You may link index directly to the project using

ln --symbolic \
   /data/genome/metagenome/blast/nt/ \
   /data/projects/example/reference/nt/blast_index

Such databases should be labelled with prebuilt: True value in the configuration, to avoid validation messages for missing fasta file:

samples:                           # List of sample categories to be analysed
   - name: .*-16S                  # Regex expression of sample names to be analysed (reads/original/.*-16S_R1.fastq.gz)
     reference: 16srrna            # RDP classifier Supported values: 16srrna, fungallsu, fungalits_unite, fungalits_warcup
     prebuilt: True                # Reference sequence reference/{reference}/{reference}.fa does not exist, but all required indices are already prepared

Multi-threading

SnakeLines executes tools that support parallelization on multiple cores, using standard Snakemake features. The number of threads for each task may be specified in a Snakemake call as:

snakemake \
   --snakefile /usr/local/snakelines/snakelines.snake \
   --configfile config_variant_calling.yaml \
   --use-conda \
   --config threads=8

Alternately, user may specify the number of threads directly in a configuration file:

threads: 16                         # Number of threads to use in analysis
samples:                            # List of sample categories to be analysed
    - name: example.*               # Regex expression of sample names to be analysed (reads/original/example.*_R1.fastq.gz)
      reference: mhv                # Reference genome for reads in the category (reference/mhv/mhv.fa)

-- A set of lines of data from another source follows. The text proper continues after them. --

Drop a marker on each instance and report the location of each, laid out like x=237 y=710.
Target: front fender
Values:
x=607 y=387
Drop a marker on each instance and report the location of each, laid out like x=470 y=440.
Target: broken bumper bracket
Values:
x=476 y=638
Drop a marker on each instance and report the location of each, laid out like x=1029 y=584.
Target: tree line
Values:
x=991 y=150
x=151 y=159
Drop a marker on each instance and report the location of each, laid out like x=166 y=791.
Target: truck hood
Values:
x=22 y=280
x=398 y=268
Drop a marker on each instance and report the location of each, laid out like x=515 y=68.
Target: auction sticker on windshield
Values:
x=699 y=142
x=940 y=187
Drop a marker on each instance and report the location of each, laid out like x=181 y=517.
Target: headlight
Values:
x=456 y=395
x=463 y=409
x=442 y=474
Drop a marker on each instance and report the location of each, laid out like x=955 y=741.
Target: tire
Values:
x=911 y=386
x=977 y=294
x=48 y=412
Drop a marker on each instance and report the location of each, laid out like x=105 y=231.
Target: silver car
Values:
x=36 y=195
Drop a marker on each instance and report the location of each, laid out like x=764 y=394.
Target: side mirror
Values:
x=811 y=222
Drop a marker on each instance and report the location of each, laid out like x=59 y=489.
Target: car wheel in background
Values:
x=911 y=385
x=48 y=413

report_dir: report/public/01-assembly   # Generated reports and essential output files would be stored there

reads:                              # Prepare reads and quality reports for downstream analysis
    preprocess:                     # Pre-process of reads, eliminate sequencing artifacts, contamination ...

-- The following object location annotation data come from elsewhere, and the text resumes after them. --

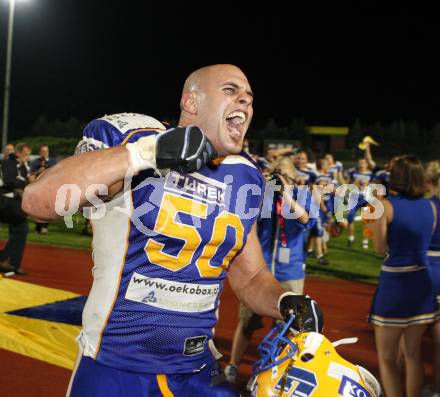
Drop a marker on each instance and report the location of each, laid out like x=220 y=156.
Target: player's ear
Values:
x=189 y=103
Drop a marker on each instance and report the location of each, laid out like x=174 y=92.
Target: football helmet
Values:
x=301 y=364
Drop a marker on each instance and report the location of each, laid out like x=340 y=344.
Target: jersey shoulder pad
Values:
x=126 y=122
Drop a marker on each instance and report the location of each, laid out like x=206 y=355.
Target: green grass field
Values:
x=353 y=263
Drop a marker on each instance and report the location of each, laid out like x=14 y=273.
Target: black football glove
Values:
x=184 y=149
x=308 y=314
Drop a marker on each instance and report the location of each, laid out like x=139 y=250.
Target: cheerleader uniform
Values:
x=434 y=254
x=404 y=293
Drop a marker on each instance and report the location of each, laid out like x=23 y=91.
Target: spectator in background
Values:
x=9 y=148
x=16 y=176
x=404 y=303
x=37 y=166
x=282 y=241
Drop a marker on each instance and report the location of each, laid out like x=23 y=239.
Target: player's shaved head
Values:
x=197 y=78
x=218 y=99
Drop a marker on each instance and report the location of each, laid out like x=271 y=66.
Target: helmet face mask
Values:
x=307 y=364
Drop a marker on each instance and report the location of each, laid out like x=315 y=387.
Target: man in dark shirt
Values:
x=37 y=166
x=16 y=176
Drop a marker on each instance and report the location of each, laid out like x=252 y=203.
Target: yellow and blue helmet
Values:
x=302 y=364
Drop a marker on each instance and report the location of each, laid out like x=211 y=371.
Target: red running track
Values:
x=345 y=305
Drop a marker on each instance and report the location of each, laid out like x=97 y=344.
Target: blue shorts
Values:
x=403 y=298
x=93 y=379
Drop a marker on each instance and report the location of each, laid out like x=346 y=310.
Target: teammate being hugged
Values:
x=165 y=245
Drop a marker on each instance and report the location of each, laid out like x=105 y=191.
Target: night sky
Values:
x=84 y=58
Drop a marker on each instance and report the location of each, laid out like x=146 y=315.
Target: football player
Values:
x=162 y=246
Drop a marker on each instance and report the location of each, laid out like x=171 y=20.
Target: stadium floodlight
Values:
x=8 y=72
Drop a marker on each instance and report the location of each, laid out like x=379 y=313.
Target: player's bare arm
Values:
x=252 y=282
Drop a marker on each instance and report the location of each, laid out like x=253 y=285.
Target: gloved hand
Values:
x=308 y=314
x=184 y=149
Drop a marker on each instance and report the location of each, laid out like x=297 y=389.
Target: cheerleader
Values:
x=433 y=184
x=404 y=303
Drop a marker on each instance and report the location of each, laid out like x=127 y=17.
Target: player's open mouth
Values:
x=235 y=122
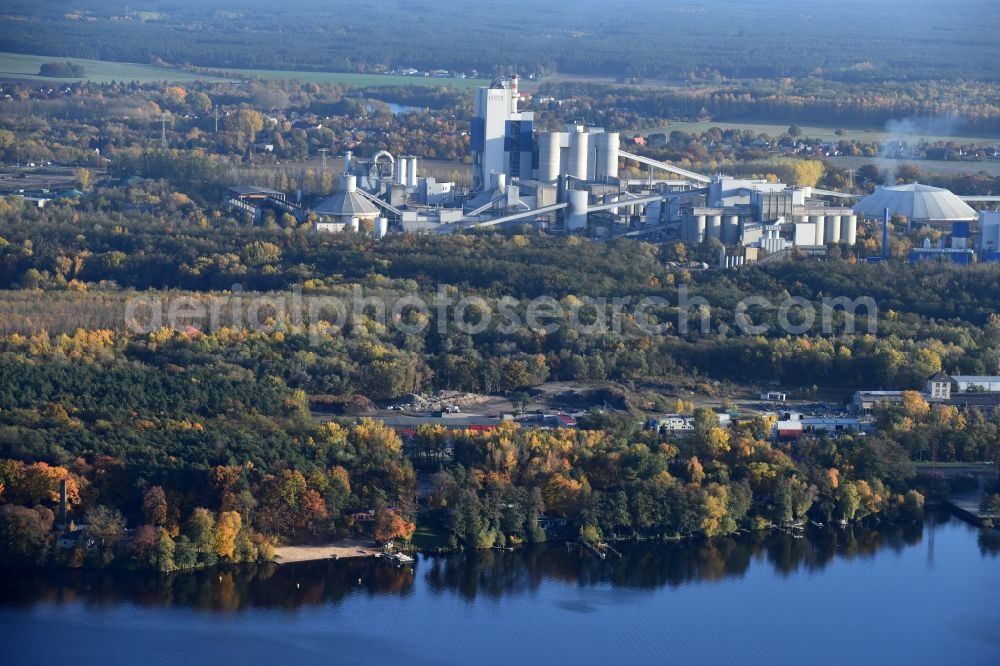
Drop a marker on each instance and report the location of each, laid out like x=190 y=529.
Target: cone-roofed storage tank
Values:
x=578 y=148
x=549 y=153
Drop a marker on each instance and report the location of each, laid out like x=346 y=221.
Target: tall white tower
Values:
x=501 y=135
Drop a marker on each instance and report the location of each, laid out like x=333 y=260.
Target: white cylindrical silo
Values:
x=730 y=229
x=608 y=144
x=698 y=232
x=411 y=172
x=576 y=213
x=848 y=229
x=578 y=147
x=714 y=227
x=831 y=232
x=548 y=156
x=818 y=220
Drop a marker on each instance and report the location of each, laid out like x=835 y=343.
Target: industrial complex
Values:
x=569 y=181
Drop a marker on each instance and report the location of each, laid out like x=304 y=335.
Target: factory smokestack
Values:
x=885 y=235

        trimmed:                    # Remove low quality parts of reads
            method: trimmomatic     # Supported values: trimmomatic
            temporary: False        # If True, generated files would be removed after successful analysis
            crop: 500               # Maximal number of bases in read to keep. Longer reads would be truncated.
            quality: 20             # Minimal average quality of read bases to keep (inside sliding window of length 5)
            headcrop: 20            # Number of bases to remove from the start of read
            minlen: 35              # Minimal length of trimmed read. Shorter reads would be removed.

SnakeLines uses 1 core by default, if the number of threads is not specified.